Curing the holiday blues

  • Published
  • By Senior Master Sgt. Arvie McGinnis
  • 452nd Security Forces Squadron
Wintertime and holidays are supposed to be a time for having fun, spending time with family and friends and enjoying the season. We hear songs about this being the most wonderful time of the year. But for some, this is the worst and saddest time of the year.

These 'blues' can be brought on by mental or physical health issues, including but not limited to: failed or strained relationships, job loss, binge drinking, overeating, unpleasant memories from the past, being unable to spend the holidays with family or friends.

The holiday blues are obvious to some people, but not to others. If people recognize they are feeling down, they tend to either focus on how bad they are feeling or put their focus on avoiding the bad feelings. Unfortunately, neither tactic will resolve the issues and could easily make things worse.

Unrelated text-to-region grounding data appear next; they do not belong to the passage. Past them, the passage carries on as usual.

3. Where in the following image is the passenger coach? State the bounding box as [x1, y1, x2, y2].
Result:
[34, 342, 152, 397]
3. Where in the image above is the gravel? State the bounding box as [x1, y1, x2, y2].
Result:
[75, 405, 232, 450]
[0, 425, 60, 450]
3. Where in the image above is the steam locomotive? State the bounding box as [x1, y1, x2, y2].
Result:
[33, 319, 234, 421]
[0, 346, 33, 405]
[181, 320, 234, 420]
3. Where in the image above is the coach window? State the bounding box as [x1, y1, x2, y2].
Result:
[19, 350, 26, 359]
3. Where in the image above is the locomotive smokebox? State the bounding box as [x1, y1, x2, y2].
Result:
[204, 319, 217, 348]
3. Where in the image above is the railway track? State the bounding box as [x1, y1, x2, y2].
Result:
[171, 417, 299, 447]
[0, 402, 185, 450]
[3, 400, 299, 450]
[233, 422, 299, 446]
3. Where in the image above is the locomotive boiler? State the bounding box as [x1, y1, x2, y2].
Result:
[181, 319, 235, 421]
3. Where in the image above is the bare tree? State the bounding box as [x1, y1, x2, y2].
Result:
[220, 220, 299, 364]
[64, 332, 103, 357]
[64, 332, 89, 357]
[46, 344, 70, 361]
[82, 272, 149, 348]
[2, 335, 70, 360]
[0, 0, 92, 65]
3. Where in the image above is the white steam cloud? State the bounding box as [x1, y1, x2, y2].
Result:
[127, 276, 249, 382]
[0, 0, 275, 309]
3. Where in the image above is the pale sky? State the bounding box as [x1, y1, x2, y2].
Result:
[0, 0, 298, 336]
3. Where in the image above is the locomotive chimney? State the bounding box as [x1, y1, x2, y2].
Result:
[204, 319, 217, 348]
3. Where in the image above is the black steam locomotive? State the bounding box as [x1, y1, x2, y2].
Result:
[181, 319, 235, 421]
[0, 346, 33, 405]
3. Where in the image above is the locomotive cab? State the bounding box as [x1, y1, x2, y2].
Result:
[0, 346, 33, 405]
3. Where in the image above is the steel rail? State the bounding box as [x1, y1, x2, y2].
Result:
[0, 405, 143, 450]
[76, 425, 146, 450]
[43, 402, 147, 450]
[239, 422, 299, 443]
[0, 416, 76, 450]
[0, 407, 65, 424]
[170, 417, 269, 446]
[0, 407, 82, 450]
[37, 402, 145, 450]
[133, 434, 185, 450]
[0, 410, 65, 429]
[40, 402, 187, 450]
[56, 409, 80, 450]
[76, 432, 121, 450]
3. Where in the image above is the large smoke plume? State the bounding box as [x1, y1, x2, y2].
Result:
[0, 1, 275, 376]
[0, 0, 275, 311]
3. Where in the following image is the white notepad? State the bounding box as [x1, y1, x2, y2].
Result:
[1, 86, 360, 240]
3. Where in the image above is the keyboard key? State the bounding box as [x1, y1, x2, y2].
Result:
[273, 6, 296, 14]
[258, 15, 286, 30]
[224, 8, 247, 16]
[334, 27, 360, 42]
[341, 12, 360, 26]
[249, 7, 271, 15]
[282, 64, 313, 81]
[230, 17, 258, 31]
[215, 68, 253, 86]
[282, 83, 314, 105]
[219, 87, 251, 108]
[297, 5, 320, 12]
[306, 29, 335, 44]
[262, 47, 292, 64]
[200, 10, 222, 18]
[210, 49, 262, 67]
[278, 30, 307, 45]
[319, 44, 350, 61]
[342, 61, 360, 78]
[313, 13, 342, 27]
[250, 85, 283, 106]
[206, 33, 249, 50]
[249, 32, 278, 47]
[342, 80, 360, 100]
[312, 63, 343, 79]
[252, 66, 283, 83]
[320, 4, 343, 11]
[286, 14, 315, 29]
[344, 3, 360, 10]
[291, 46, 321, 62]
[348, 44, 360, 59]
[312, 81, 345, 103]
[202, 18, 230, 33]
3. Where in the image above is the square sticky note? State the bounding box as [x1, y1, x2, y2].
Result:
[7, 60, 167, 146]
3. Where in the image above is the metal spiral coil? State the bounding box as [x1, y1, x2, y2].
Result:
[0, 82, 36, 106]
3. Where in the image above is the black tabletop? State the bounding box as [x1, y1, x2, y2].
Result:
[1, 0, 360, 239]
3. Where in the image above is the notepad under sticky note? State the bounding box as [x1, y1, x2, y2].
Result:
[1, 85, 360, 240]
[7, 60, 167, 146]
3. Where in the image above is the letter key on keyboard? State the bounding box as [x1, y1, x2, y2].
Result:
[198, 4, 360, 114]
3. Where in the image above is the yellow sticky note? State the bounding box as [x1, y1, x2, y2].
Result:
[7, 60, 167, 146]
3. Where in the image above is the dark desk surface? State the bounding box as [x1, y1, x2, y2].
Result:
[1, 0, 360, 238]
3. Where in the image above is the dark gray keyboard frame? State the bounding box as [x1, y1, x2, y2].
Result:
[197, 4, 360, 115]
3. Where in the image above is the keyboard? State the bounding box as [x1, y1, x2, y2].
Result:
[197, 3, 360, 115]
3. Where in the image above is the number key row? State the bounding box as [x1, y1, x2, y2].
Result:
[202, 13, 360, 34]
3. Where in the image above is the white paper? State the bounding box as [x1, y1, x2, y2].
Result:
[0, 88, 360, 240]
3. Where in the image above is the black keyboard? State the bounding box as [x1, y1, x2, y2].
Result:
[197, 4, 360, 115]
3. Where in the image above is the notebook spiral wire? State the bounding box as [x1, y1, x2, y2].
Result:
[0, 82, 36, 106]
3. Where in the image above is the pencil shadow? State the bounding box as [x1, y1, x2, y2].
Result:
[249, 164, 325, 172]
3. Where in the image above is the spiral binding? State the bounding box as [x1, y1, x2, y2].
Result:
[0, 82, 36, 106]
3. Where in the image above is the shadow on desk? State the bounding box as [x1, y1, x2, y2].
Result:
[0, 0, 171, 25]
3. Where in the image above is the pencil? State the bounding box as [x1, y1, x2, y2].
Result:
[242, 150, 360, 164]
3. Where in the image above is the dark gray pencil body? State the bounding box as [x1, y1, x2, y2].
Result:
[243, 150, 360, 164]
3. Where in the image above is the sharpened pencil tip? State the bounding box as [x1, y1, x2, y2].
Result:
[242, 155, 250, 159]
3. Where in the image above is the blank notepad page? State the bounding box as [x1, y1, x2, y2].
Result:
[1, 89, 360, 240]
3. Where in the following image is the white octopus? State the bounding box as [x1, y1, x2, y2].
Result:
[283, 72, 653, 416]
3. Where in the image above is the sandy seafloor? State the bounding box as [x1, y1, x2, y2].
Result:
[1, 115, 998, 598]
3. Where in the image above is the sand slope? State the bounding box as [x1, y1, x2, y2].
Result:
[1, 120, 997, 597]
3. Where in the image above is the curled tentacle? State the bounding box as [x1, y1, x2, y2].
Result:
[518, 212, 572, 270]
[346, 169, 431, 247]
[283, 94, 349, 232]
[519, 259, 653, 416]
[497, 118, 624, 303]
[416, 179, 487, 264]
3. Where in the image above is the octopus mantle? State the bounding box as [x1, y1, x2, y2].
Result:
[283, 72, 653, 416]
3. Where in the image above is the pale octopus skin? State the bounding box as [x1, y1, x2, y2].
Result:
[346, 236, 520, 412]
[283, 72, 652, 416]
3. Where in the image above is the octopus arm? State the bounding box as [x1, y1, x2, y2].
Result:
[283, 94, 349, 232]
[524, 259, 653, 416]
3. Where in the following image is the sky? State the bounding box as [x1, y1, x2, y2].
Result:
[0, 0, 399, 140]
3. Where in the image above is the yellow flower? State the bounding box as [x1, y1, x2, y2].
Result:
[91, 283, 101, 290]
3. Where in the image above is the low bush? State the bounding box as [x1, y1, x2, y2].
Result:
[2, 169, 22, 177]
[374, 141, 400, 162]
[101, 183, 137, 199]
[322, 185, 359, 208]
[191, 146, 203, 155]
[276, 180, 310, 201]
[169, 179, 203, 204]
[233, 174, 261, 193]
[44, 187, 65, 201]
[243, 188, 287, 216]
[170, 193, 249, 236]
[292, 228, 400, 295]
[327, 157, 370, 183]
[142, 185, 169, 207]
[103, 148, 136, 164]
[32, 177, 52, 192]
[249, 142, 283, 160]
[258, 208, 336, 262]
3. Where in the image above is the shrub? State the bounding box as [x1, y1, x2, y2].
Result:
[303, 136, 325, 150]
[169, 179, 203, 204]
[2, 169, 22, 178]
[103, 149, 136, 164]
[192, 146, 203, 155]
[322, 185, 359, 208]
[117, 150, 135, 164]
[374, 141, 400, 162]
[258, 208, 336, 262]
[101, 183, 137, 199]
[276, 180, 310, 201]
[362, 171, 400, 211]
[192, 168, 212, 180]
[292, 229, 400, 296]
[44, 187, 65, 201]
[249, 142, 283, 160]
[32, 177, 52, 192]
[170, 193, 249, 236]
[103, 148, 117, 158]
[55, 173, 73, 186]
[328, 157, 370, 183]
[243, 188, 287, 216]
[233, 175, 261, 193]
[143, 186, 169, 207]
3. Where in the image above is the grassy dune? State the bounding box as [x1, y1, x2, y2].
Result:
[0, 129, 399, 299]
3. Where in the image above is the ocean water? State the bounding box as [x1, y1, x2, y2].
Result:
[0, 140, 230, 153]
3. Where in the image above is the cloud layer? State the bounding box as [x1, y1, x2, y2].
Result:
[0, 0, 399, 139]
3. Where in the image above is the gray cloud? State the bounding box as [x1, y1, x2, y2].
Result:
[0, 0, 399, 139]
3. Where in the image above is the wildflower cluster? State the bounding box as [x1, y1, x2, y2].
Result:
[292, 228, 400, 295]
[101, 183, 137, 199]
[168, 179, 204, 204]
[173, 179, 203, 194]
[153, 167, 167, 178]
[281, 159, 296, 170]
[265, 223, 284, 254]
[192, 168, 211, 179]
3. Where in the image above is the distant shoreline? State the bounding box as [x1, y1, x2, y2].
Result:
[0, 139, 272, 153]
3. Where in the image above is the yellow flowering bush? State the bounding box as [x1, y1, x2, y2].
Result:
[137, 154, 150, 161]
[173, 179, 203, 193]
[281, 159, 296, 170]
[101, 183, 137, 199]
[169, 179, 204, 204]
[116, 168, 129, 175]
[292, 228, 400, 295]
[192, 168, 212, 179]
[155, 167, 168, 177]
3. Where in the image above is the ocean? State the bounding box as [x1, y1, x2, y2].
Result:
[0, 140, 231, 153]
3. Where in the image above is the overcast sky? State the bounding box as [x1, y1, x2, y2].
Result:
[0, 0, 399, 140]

There are many factors that can cause these feelings of depression, stress, agitation, fatigue, and dread. In order to effectively resolve and overcome the holiday blues, you need to know what the holidays are about for you. This is an individual determination, because what is depressing or stressful for one person may not be for another person; what is right for one situation, may not be right for another. Take a walk, go to the movies, exercise; find something that works for you and stick with it!

The key is to recognize you may be experiencing the blues. Early recognition and talking to someone like a friend, your family or religious leaders is important. It is also important to work towards a happier holiday by choosing to have a sense of optimism. Say, "I want to be happy during this period of time."

Of course, we offer no guarantee you will feel great 100% of the time, but if you can set some goals and decide you are going to be happy, that positive attitude will help prevent some of the downward spiral that leads to depression. Try to work on an 'attitude of gratitude' by identifying something you are grateful for each day and writing it down on a piece of paper. Add to the list and refer to it often, especially when you are feeling down.

Take a closer look at the people around you. If you hear someone is mentioning suicide, giving away their possessions, or have varying mood changes, you might want to seek help for them. Please, do not be afraid to step in and help those around you. When all is said and done, if one of us does not do it, who will?

If you feel there is no one you can turn to or if you do not know how to help someone else, you can always call your or any first sergeant. They are trained to help in these situations.

I personally have always practiced the art of helping others, especially whenever I am feeling down or stressed. I find, by helping others and stepping away from our own worries, I am able to see that I may not have it as bad as I think. I have learned to see the effect that it has on others. It lifts their spirits and brightens their life while making me feel good for helping them.

There are many organizations that assist others on a yearly basis and especially during the holiday season. These organizations need our help as well and anyone can donate a child's toy to Toys for Tots or donate non-perishable food to the local food bank. There are several organizations right here on base that accept food and toys for holiday distribution. The March First Sergeants' Council also provides assistance for Airmen in need. Any and all donations to these organizations are greatly appreciated.

Remember to have a joyful and happy holiday season this year. And--as always - be safe!